And now they’re circling back to the place it all started.
O’Meara and Cook are among the 156 players who’ll tee it up Thursday in the opening round of the 70th Senior PGA Championship at Canterbury Golf Club in suburban Cleveland.
For O’Meara, who won the Masters and British Open in 1998, that championship match three decades ago was a tipping point.
“Look at what’s happened to a guy that grew up at Mission Viejo Country Club washing cars and picking up the range,” said the 52-year-old on Wednesday. “I’ve been very blessed, let’s put it that way. I had my ups and downs but the game has been tremendous to me.”
On that damp and drizzly day at Canterbury, Cook was seeking his second straight Amateur title. He was forced to eight extra holes in the quarterfinals before beating Lennie Clements, then subdued Gary Hallberg to make a return trip to the 36-hole championship match.
Heavily favored to win his second title in a row, the day spiraled out of control.
“By the time I got to Sunday, I kept pressing on the gas pedal but nothing was coming out,” said Cook, 51. “I was done. I was cooked.”
O’Meara ended up winning easily against his friend then and now.
The return to Canterbury has brought back plenty of memories.
“To have won the U.S. Amateur definitely got me started in the right direction,” he said.
Both have gone on to solid, successful careers as pros, O’Meara winning 16 tournaments on the PGA Tour and Cook 11. Now both are considered among the top contenders on the reconfigured 6,896-yard, par-70 Canterbury layout. They’re even in the same group in the first two rounds, playing with 1977 PGA Champion Lanny Wadkins.
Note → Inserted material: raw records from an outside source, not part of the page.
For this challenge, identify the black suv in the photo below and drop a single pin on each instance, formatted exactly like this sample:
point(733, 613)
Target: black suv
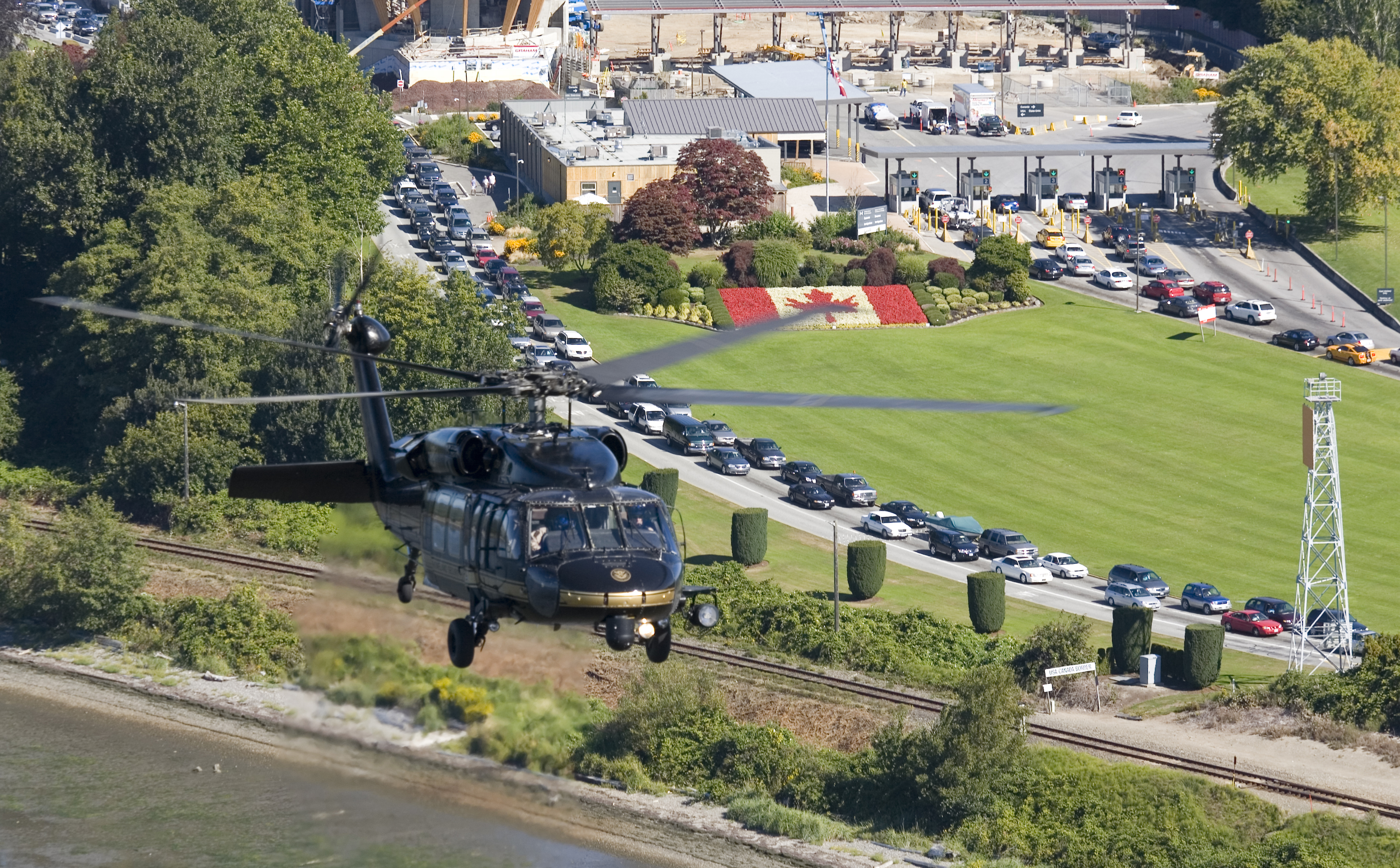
point(954, 545)
point(992, 125)
point(1296, 339)
point(1181, 306)
point(797, 472)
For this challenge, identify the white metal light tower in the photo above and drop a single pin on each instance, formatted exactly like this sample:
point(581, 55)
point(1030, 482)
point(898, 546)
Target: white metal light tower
point(1322, 562)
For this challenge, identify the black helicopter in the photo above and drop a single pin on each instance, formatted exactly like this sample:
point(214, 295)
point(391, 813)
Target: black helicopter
point(525, 520)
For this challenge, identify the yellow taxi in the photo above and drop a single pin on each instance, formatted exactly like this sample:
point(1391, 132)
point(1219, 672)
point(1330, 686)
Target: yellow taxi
point(1352, 353)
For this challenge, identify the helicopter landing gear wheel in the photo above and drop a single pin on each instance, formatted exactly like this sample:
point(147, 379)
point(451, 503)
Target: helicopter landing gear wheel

Unlike the PGA Tour, where the prevailing opinion is that only a small group might have the experience and savvy to win a major, there is no shortage of possible winners this week. Forty-eight of the top 50 money winners on the Champions Tour are on hand. There are also 23 players who have won a total of 41 major championships, including Tom Watson (8), Hale Irwin and Nick Price (3), Ben Crenshaw, Bernhard Langer, Sandy Lyle, Greg Norman, O’Meara, Fuzzy Zoeller and Dave Stockton (two apiece).
Dale Douglass, who won a U.S. Senior Open in 1986, is the oldest player at 73. Several of the Champions Tour’s youngest players – those who recently celebrated their 50th birthdays – are considered top contenders.
O’Meara, Cook, Norman, Champions Tour money leader Langer, Loren Roberts and rookies Tom Lehman and Bob Tway – playing in his first tournament since turning 50 on May 4 – all were competitive on the regular tour and have carried it over or are expected to on the senior circuit.
Norman, of course, made a stirring run at the British Open a year ago before finishing in a tie for third. He also was fourth at the U.S. Senior Open, tied for fifth at the Senior British Open and tied for sixth at the Senior PGA at Oak Hill. Those close calls have fueled his desire to capture his first official tour victory of any kind since 1997.
“Any time you’re in contention, you get excited about playing,” said Norman, whose son Gregory will caddie for him while wife Chris Evert watches behind the ropes. “You get on that bike and start riding it and feeling the energy … that’s what we play for. When you get it, it feels great – even at this late stage in your life.”
Tway edged Norman by holing a bunker shot on the 72nd hole of the 1986 PGA Championship at Inverness Club in Toledo. Now he’s making his major championship debut on the Champions Tour.
He laughed when asked if rookies are hazed. But he did concede that playing in his first senior event last week at the Regions Charity Classic was almost like turning back the clock 30 years.
“It was a different feeling. It felt kind of weird to tell you the truth,” he said. “It felt strange. I don’t know if it felt like I was just starting (out again) or what, but it was different.”